Retrieval-augmented generation (RAG) has shown great promise for powering conversational AI. However, in most RAG systems today, a single model handles the full workflow of query analysis, passage retrieval, contextual ranking, summarization, and prompt augmentation. This results in suboptimal relevance, latency, and coherence. A multi-agent architecture that factors responsibilities across specialized retrieval, ranking, reading, and orchestration agents, operating asynchronously, allows each agent to focus on its specialized capability using custom models and data. Multi-agent RAG is thus able to improve relevance, latency, and coherence overall.
While multi-agent RAG is not a panacea – for simpler conversational tasks a single RAG agent may suffice – multi-agent RAG outperforms single agent RAG when your use case requires reasoning over diverse information sources.
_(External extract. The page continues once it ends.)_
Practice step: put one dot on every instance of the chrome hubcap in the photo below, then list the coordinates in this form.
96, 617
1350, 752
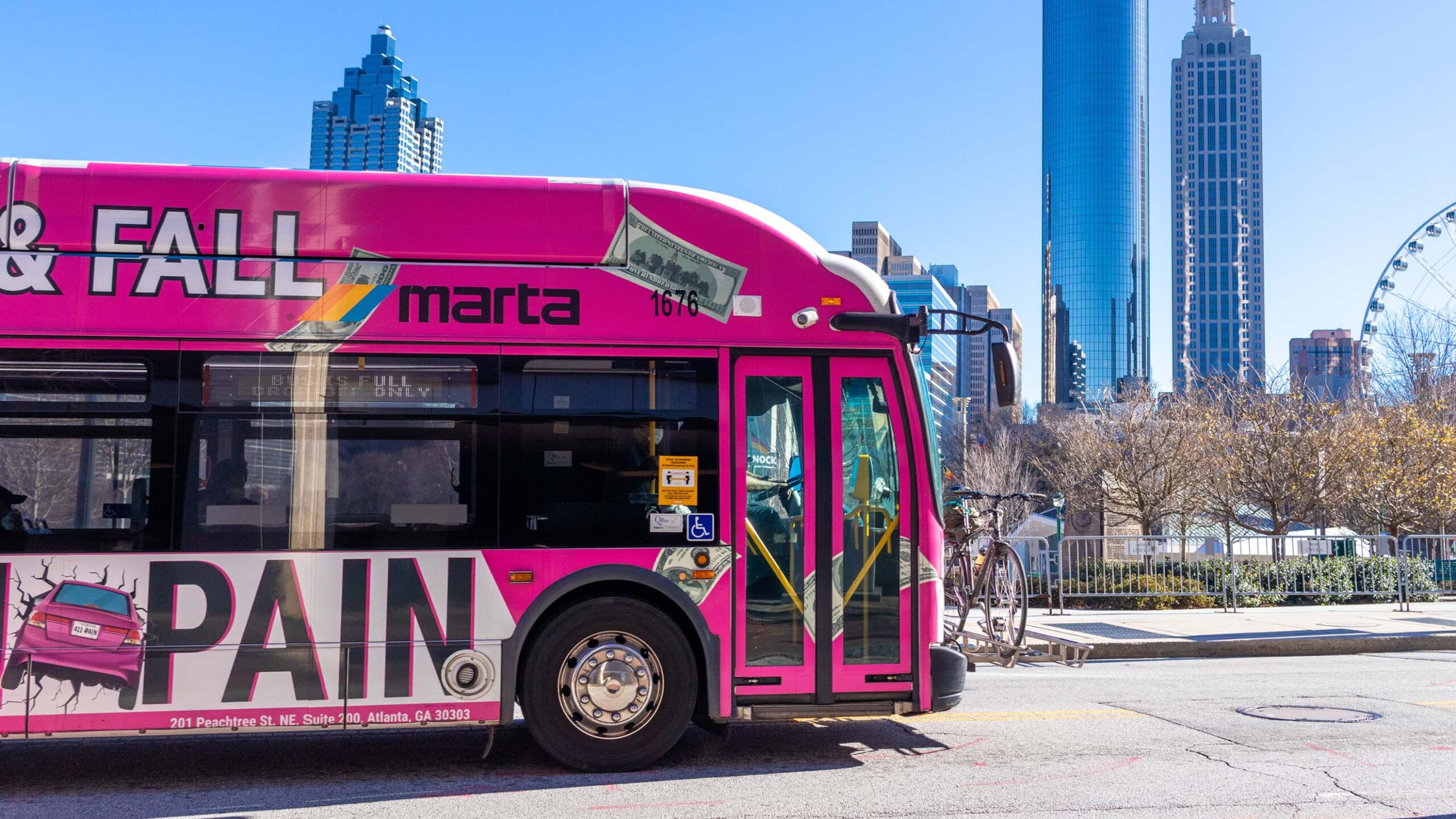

This article explores a multi-agent RAG architecture and quantifies its benefits.
Retrieval augmented generation faces several key challenges that limit its performance in real-world applications.
First, existing retrieval mechanisms struggle to identify the most relevant passages from corpora containing millions of documents. Simple similarity functions often return superfluous or tangential results. When retrieval fails to return the most relevant information, it leads to suboptimal prompting.
Second, retrieving supplementary information introduces latency; if the database is large, this latency can be prohibitive. Searching terabytes of text with complex ranking creates wait times that are too long for consumer applications.
In addition, current RAG systems fail to appropriately weight the original prompt and retrieved passages. Without dynamic contextual weighting, the model can become over-reliant on retrievals (resulting in reduced control or adaptability in generating meaningful responses).
Specialized agents with divided responsibilities can help address the challenges that plague single-agent architectures, and unlock RAG's full potential. By factoring RAG into separable subtasks executed concurrently by collaborative and specialized query understanding, retriever, ranker, reader, and orchestrator agents, multi-agent RAG can mitigate single-agent RAG's relevance, scalability, and latency limitations. This allows RAG to scale efficiently to enterprise workloads.
Let's break multi-agent RAG into its parts:
First, a query understanding / parsing agent comprehends the query, breaking it down and describing it in different sub-queries.
Then x number of retriever agents, each utilizing optimized vector indices, focus solely on efficient passage retrieval from the document corpus, based on the sub-queries. These retriever agents employ vector similarity search or knowledge graph retrieval-based searches to quickly find potentially relevant passages, minimizing latency even when document corpora are large.
The ranker agent evaluates the relevance of the retrieved passages using additional ranking signals like source credibility, passage specificity, and lexical overlap. This provides a relevance-based filtering step. This agent might be using ontology, for example, as a way to rerank retrieved information.
The reader agent summarizes lengthy retrieved passages into succinct snippets containing only the most salient information. This distills the context down to key facts.
Finally, the orchestrator agent dynamically adjusts the relevance weighting and integration of the prompt and filtered, ranked context passages (i.e., prompt hybridization) to maximize coherence in the final augmented prompt.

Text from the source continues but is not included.